“好啊,閻解成,你竟然跟娘們那樣撓人,看我今天怎么收拾你。”
別看閻解成長得五大三粗的,其實戰斗力壓根不行,沒有幾下,便被那人壓在了身子下。
圍觀的住戶們本來就對閻解成不滿意,為于莉報委屈,現在看到閻解成被打,一個個的閃到一邊,看熱鬧。
不大一會功夫,閻解成的臉上就青一塊,紫一塊的。
好在三大媽見閻解成長時間沒有回來,來到中院尋他,拉開了那人,閻解成才算是得了救。
“小賊,你給我等著,等我傷好了,看我不治死你”
“哈哈,閻解成,我發現你現在是越來越像娘們了。”
“”
閻解成還想再罵幾句,被三大媽拉回了家。
“解成,今兒有正事兒要辦,你別犯湖涂。”
回到家,閻解成一連吃了五粒止疼片,心情才算愉快起來。
看著閻解成那樣子,閻埠貴無奈的搖搖頭。
心中暗自下定決心,等到于莉的事情了結,得把閻解成重新送回醫院去。
請醫生想辦法讓他斷了止疼片的癮。
為了體現對閻解成的支持,閻家一家人齊上陣。
閻埠貴,三大媽,閻解成,閻解放,閻解曠,閻解娣,組成了一支龐大的隊伍,走到大街上異常的顯眼。
不時有認識他們的人,跟他們打招呼。
“愛吆喝,一家子整整齊齊的,這是要去干啥啊”
“沒啥,吃完飯,去散步”三大媽訕笑。
在這個年代,離婚是一件很丟人的事情。
那些人也大都了解事情的原委,嘴角露出一絲鄙夷,不過并沒有揭穿他們。
饒是如此,閻埠貴走到街道辦的時候,臉皮已經開始發燒了。
“丟人,實在是丟人,我老閻活到了這把年紀,還從來沒有這么丟人過”
“別氣了,等會判決下來,咱們把于莉帶回去,好好的收拾她,給你出氣”三大媽在旁邊安慰。
一行人說著話,進到了調解室里。
于母,于海棠,于莉早就等在屋內。
負責調解的老陳見閻家的人到了,站起身說道“人既然都到齊了,那我就開始調解了。
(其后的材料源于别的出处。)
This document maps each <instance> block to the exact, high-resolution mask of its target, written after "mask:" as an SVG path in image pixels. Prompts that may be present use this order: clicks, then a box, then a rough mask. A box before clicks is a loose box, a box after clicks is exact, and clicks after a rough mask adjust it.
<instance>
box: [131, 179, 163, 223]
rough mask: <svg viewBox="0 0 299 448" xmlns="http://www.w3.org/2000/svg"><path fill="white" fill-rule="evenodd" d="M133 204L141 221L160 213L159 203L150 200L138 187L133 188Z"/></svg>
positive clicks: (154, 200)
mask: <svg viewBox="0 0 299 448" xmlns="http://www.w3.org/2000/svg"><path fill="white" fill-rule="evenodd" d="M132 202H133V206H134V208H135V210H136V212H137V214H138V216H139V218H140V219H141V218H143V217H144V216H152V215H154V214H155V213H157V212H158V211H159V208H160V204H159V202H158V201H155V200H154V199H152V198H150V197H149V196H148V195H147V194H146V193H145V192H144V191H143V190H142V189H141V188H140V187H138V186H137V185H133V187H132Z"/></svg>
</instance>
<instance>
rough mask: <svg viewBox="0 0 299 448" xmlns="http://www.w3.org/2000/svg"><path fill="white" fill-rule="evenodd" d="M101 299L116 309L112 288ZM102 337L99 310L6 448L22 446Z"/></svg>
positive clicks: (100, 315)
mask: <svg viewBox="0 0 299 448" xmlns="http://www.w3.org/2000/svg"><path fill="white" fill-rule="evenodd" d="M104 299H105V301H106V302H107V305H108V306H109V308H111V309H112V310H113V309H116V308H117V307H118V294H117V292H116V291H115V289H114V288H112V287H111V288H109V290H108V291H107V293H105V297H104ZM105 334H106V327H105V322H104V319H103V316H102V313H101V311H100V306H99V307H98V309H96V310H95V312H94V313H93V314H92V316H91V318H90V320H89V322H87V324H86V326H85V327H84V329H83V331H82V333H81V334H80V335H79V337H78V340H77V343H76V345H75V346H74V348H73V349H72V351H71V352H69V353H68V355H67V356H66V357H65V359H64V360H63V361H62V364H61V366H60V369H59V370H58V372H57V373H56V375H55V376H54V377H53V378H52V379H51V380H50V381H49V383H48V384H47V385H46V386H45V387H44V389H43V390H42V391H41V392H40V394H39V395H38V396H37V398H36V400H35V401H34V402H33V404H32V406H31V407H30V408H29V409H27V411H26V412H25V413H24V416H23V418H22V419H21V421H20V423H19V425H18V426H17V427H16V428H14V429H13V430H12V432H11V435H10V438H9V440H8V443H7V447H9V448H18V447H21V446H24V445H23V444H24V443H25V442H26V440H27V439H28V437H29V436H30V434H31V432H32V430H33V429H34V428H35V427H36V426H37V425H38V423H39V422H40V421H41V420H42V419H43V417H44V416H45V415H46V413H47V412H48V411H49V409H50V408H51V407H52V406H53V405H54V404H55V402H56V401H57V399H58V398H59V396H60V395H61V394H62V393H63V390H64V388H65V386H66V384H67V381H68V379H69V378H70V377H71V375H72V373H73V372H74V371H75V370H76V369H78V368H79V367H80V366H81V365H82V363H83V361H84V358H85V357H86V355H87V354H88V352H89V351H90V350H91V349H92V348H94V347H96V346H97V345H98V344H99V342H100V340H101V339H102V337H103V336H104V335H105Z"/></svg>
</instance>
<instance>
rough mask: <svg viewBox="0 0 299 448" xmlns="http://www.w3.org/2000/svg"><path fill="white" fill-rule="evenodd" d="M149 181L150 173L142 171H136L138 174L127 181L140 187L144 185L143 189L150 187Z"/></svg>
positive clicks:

”
說著,他看向于莉“于莉同志,事情的原委我已經了解了,在我看來,閻解成雖然有不對的地方,但是你作為妻子,應該諒解他,支持他,而不是一味的反對他,并且提出離婚。”
“我”于莉站起身。
“你稍等會,等我把話講完。”陳干事擺擺手示意于莉坐下,繼續說道“家家都有本難念的經,夫妻之間就應該相互妥協,相互理解,一言不合就離婚,于莉同志,你的思想不對頭啊。”
“我”于莉心中一緊,再次站起身。
“你別著急,我還沒說完。”陳干事虎著臉擺擺手“閻解成同志是軋鋼廠的鉗工,每天在車間內,努力工作,為國家的建設添磚加瓦,你身為他的媳婦兒,應該做好后勤保證工作,而不是在后面扯后腿”
“我”于莉正想站起身。
“坐下你這個女同志怎么回事兒,別人話還沒有講完,你就打斷,還有沒有一點禮貌了”
陳干事重重的拍打桌子“從你的態度中,我就可以能夠看得出,這次離婚的事情,你的責任”
看到陳干事的態度,閻解成心中直呼穩了。
三大媽也喜得嘴巴都合不攏,沖著于母撇了撇嘴。
于家人則心中一嘆,事情果然跟于海棠說的一樣。
前兩天,于海棠回到家,告訴于家人,閻家托了關系,想在調解的時候玩花招。